El momento es crucial para el Líbano. La crisis económica y la pobreza de regiones como Akkar y Bekaa, sumadas a la radicalización religiosa y al desgobierno, a la influencia siria y a la incertidumbre, convierten al país en un oasis para los yihadistas. Como el responsable del partido Lealtad a la Resistencia (facción política de Hizbulá), Mohamed Raad, señalaba en declaraciones a la prensa libanesa, la dimisión de Miqati implica un “inmenso vacío en el país”. Raad criticaba que Miqati, que afirmó dimitir para promover un consenso que llevara a la celebración de elecciones, “se aleja de los huracanes políticos que se avecinan”.
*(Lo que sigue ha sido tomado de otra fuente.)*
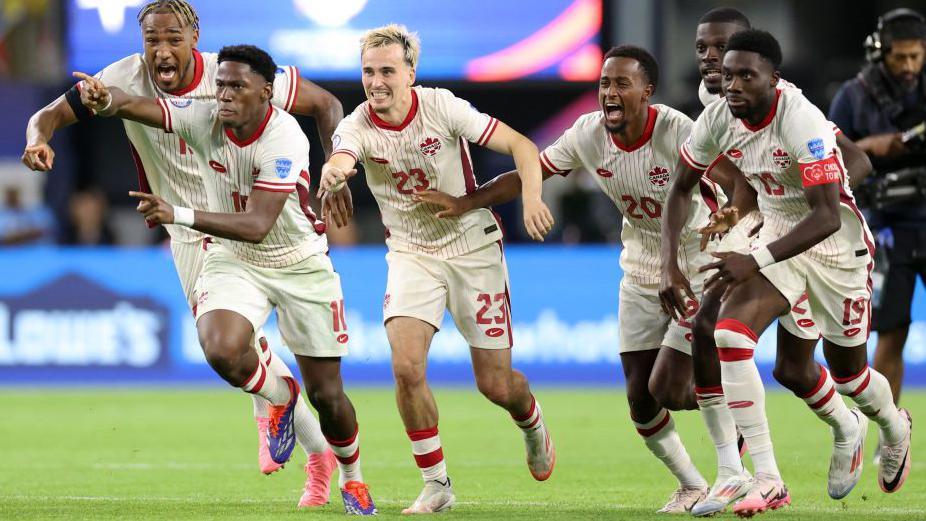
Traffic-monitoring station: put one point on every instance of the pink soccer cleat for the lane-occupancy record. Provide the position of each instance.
(267, 465)
(318, 472)
(768, 493)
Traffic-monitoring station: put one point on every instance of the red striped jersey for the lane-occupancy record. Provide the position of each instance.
(166, 166)
(429, 149)
(637, 178)
(793, 147)
(274, 158)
Mustapha Hamoui, responsable del Blog Beirut Spring, asemeja la situación del Líbano a una foto -puede verse aquí- de una de las manifestaciones sindicales: una masa ingente contenida por un exiguo cordón policial a la que esperan nueve policías anti-disturbios mal pertrechados. "Este es un momento grave lleno de presagios en el Líbano. Todos tenemos que ser muy cautos y responsables, pero eso no nos asegura un paso sin riesgos al otro lado”, escribía. “Simplemente, no hay lugar para más negociaciones largas y dilatadas en el próximo Consejo de Ministros, en el cual cada lado sólo se preocupa de su parte del pastel. Hay urgentes prioridades que abordar: seguridad, elecciones, economía, y eso debe ser la prioridad de los políticos”, rezaba en su editorial de hace unos días el diario libanés Daily Star, tras la caída del Gobierno.
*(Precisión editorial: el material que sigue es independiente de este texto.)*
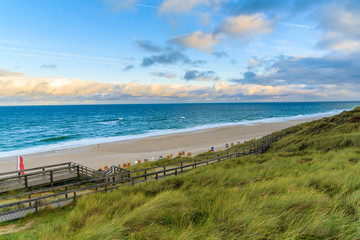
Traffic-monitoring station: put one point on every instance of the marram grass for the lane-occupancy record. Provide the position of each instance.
(306, 186)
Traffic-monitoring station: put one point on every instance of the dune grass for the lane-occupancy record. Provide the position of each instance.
(306, 186)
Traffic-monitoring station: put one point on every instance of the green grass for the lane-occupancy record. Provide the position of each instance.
(306, 186)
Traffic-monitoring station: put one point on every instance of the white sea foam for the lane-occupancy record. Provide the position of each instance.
(94, 141)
A los libaneses no les inquieta tanto el vacío político –no es la primera vez que pasan meses sin Ejecutivo- sino las intenciones ocultas de sus dirigentes y su capacidad para poner de lado los intereses nacionales si entran en contradicción con sus propios intereses. El presidente Sleiman quiere ver una “oportunidad” en la caída del Ejecutivo para constituir un Gobierno de Salvación Nacional que sume a todas las facciones y que salve al Líbano, pero parece improbable que los actuales dirigentes, los mismos que llevaron al país a la guerra civil y lo destruyeron durante la contienda, muestren ningún atisbo de responsabilidad. Líbano es un país hecho de las voluntades individuales que suele ser deshecho por una clase política sin escrúpulos.